Note: All matches are always greedy (match as much as possible). The search stops at the first match: if a string contains two or more substrings matching your regular expression, only the first one (closest to the beginning) is matched.
Supported syntax
Pattern | Syntax | Examples and comments |
---|---|---|
Literal | any character or text, except metacharacters \^$.|?*+()[{ |
pill matches "pill" in "caterpillar" Metacharacters are part of regular expression syntax; to match these literally, you have to escape them with a backslash.
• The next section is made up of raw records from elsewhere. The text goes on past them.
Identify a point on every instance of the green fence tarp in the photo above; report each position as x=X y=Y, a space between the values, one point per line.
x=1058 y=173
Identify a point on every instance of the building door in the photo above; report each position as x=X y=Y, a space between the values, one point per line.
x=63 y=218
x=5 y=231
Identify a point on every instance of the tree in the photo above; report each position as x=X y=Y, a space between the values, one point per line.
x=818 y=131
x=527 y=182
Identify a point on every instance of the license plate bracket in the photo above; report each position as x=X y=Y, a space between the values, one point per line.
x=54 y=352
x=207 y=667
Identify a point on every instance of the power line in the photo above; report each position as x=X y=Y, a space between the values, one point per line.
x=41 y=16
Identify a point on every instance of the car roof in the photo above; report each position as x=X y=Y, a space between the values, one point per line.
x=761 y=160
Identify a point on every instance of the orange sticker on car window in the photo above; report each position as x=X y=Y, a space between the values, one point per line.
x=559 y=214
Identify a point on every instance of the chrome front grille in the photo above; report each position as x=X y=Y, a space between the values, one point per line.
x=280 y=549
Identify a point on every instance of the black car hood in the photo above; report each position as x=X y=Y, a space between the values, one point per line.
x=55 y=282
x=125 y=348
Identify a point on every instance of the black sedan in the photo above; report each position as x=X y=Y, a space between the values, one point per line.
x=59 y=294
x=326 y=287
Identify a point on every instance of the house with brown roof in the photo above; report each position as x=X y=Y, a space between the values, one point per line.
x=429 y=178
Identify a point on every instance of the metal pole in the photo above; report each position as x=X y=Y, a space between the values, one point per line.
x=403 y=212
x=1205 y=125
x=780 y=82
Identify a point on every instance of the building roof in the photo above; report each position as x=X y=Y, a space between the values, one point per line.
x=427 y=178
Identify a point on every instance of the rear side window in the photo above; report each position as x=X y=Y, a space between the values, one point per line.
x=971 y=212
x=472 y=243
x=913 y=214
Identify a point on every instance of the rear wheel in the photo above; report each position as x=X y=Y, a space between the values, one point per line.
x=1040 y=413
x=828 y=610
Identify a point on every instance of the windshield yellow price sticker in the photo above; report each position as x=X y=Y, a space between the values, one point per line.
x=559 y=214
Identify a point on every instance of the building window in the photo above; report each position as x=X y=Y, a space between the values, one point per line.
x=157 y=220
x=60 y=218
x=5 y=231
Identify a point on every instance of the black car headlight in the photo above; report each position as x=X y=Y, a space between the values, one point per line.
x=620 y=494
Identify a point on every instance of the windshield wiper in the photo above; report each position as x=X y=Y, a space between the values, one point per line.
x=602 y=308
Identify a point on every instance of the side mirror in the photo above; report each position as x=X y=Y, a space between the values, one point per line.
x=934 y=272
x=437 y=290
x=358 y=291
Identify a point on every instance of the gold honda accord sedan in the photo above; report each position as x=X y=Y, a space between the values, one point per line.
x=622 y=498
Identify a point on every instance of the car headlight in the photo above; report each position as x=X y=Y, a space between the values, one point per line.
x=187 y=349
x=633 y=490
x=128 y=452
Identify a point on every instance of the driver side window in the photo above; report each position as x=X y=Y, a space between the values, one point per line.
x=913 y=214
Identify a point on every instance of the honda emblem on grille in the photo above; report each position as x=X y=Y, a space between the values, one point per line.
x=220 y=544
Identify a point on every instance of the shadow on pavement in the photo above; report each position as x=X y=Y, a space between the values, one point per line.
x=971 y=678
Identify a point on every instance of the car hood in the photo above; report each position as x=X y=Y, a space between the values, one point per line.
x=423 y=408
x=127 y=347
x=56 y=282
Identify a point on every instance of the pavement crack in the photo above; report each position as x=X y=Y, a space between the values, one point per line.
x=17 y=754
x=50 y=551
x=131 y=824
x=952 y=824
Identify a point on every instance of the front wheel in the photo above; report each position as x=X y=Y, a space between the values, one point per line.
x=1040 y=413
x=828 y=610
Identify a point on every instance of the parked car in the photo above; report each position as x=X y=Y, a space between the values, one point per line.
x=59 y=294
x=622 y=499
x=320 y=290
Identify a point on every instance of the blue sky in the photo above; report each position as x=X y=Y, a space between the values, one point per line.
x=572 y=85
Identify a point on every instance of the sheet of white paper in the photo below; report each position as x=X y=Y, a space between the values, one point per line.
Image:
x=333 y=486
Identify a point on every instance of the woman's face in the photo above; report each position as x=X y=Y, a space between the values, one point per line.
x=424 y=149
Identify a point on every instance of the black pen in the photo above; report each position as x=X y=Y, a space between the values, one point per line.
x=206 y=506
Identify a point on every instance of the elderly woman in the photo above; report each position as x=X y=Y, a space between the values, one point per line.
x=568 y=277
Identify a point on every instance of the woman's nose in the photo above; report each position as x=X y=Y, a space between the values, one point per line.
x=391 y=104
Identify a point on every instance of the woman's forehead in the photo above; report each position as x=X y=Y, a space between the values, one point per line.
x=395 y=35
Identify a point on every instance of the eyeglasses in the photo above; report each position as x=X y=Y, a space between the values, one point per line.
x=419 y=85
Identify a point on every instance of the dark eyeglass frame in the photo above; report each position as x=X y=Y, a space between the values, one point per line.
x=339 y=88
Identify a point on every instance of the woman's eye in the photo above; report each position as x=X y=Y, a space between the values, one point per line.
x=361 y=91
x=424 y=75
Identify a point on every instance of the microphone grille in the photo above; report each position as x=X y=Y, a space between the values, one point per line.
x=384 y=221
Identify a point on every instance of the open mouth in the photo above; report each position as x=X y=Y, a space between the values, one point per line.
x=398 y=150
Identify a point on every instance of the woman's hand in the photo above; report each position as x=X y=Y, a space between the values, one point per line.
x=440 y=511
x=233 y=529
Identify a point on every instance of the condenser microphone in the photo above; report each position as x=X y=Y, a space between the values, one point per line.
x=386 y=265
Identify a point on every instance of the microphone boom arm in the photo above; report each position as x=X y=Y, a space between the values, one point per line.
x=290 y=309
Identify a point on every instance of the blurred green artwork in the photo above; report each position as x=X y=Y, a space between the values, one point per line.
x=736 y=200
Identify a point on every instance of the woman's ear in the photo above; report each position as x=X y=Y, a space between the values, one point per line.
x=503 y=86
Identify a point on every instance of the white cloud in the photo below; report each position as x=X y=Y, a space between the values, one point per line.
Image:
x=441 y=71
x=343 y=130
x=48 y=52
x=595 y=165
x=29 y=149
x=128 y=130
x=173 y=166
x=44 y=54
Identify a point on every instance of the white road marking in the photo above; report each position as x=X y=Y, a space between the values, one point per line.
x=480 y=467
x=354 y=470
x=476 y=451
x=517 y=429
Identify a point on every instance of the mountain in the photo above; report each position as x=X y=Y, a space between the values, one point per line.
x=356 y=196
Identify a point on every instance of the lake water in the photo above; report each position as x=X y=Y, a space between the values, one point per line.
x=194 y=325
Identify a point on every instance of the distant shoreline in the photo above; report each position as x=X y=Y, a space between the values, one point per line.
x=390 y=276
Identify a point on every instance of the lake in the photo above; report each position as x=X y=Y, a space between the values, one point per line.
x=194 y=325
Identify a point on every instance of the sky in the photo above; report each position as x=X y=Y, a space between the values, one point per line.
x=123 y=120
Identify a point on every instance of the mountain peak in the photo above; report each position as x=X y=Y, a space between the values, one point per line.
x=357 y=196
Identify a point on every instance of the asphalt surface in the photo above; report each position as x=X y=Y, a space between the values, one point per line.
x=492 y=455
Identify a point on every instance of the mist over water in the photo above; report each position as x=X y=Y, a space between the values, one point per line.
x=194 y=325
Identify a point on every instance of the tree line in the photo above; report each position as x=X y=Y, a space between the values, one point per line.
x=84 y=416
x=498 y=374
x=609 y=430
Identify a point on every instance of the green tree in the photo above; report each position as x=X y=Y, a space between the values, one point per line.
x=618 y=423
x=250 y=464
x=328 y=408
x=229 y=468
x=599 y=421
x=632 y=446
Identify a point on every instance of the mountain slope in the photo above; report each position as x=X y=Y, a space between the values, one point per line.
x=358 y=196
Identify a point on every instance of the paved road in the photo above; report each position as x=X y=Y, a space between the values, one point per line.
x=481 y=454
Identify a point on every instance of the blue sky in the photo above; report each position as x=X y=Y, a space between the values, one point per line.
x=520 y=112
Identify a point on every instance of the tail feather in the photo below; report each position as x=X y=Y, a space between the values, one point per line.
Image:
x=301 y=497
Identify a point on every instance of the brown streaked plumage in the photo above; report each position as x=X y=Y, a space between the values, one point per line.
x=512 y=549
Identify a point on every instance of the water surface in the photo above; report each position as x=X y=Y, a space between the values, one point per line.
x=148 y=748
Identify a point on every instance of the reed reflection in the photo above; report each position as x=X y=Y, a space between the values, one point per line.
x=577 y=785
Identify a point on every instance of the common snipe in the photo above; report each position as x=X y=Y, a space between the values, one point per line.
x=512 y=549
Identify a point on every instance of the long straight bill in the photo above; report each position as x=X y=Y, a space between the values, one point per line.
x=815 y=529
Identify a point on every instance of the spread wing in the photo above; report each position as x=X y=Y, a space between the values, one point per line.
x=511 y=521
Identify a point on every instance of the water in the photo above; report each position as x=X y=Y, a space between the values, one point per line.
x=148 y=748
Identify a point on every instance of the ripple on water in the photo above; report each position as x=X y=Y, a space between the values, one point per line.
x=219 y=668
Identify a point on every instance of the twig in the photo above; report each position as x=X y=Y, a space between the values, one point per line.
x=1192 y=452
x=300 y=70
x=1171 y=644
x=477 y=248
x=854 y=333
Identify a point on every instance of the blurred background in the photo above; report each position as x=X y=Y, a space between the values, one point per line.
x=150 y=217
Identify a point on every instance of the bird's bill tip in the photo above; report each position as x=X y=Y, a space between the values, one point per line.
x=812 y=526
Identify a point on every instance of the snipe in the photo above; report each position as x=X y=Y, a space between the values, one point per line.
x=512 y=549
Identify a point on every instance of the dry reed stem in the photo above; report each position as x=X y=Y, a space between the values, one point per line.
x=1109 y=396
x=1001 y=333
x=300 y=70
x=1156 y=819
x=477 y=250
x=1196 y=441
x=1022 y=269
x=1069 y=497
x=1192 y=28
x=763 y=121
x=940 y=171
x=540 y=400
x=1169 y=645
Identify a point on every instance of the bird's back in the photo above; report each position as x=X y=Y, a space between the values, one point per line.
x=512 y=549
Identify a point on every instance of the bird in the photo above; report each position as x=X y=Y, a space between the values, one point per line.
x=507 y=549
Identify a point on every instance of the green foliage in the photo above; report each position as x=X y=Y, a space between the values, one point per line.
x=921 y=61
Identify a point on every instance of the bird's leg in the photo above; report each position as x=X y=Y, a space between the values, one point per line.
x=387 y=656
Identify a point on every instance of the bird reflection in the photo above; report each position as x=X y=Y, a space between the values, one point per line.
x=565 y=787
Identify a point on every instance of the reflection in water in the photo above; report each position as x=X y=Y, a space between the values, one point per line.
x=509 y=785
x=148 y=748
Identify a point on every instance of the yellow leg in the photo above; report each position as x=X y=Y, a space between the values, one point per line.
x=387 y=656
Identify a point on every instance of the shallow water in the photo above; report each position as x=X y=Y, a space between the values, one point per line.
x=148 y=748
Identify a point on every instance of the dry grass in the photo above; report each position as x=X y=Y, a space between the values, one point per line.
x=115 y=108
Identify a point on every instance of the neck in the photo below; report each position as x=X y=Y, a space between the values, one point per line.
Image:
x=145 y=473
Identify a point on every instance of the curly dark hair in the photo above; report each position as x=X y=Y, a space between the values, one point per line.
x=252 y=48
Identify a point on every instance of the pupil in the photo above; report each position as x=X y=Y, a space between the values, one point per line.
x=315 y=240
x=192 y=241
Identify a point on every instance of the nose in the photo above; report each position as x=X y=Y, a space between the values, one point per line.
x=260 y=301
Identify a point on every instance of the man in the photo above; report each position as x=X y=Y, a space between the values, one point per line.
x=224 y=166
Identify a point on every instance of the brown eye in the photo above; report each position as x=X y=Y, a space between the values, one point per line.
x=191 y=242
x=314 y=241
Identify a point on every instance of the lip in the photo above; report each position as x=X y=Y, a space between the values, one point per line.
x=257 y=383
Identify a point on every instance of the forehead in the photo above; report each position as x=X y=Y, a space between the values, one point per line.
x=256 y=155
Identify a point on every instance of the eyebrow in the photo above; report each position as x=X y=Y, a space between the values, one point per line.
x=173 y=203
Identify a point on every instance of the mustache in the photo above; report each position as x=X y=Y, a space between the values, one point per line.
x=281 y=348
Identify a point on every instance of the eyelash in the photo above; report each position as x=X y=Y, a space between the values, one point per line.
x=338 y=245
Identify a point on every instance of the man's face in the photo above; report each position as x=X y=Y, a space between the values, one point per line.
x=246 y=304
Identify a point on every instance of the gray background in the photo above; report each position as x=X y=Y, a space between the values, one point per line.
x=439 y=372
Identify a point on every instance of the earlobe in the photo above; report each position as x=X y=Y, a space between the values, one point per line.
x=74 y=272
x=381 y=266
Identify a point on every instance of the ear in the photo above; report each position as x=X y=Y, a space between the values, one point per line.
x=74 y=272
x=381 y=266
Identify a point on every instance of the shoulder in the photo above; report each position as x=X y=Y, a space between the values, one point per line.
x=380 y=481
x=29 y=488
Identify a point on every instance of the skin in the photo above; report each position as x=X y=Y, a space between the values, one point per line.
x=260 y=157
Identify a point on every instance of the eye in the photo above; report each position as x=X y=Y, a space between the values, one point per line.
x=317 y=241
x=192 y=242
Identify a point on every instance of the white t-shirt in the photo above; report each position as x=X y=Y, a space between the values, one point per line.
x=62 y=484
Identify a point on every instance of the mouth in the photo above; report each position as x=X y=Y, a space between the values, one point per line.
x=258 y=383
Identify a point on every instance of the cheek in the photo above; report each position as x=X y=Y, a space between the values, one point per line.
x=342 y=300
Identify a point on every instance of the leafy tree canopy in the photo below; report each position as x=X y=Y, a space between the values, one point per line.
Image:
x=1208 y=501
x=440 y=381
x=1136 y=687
If you want to match 1+1, the correct expression is 1\+1 — otherwise "+" has a special meaning. |
Any character | . (dot) | s.t matches "sat", "sit" but not "seat" |
Character set | [] | gr[ae]y matches both "gray" and "grey" but not "greay" |
Character range in a set | - (minus) | [0-9] matches a single digit concatenation is allowed: [a-zA-Z0-9] matches an alphanumeric character |
Negated character set | [^] | [^0-9] matches anything that is not a digit |
Shorthand classes | \s — any whitespace \S — anything that is not a whitespace \d — any digit \D — anything that is not a digit \w — a word character, which includes alphanumerics and punctuation marks \W — a non-word character \R — a new line character or the CR LF sequence \v — a new line character but not the CR LF sequence \V — a non-new line character \h — a horizontal white space character \H — anything except horizontal white space |
|
Non-printable characters | \n — line feed LF \r — carriage return CR \t — tab character \f — form feed \a — bell character \u0007 \e — escape character |
|
Unicode character | \uFFFF \x{FFFF} |
\u20AC or \x{20AC} matches the euro currency sign. |
Character by its hexadecimal index | \xFF | \xA9 matches the copyright character in the Latin-1 character set |
Alternation | | | abc|123 matches either "abc" or "123" |word matches either an empty string "" or "word" |
Repetitions | + * ? {n} {n,m} {n,} {,m} |
+ matches once or more times Note that all repetitions are greedy (prefer to match as much as possible): c.+r will match "caterpillar", not stopping with "cater". If you want to match up to the first occurence of a certain character, use its negation: c[^r]+r will match "cater" in "caterpillar". |
Grouping | () | (word)+ matches "word", "wordword" and so on |
Unsupported syntax
The following regular expression syntax features are not yet supported in ABBYY Mobile Capture SDK:
- Anchors: ^ (beginning of a line), $ (end of a line), \b (word boundary) and its negation \B, and other.
- Lazy quantifiers such as +? or {n,m}? that prefer to match as few times as possible.
- Concatenation with nested character sets such as [[a-z][0-9]].
- Advanced features such as lookarounds, backreferences, possessive matches, named groups, non-capturing and atomic match groups, evaluation flag settings and other.
3/2/2022 12:59:15 PM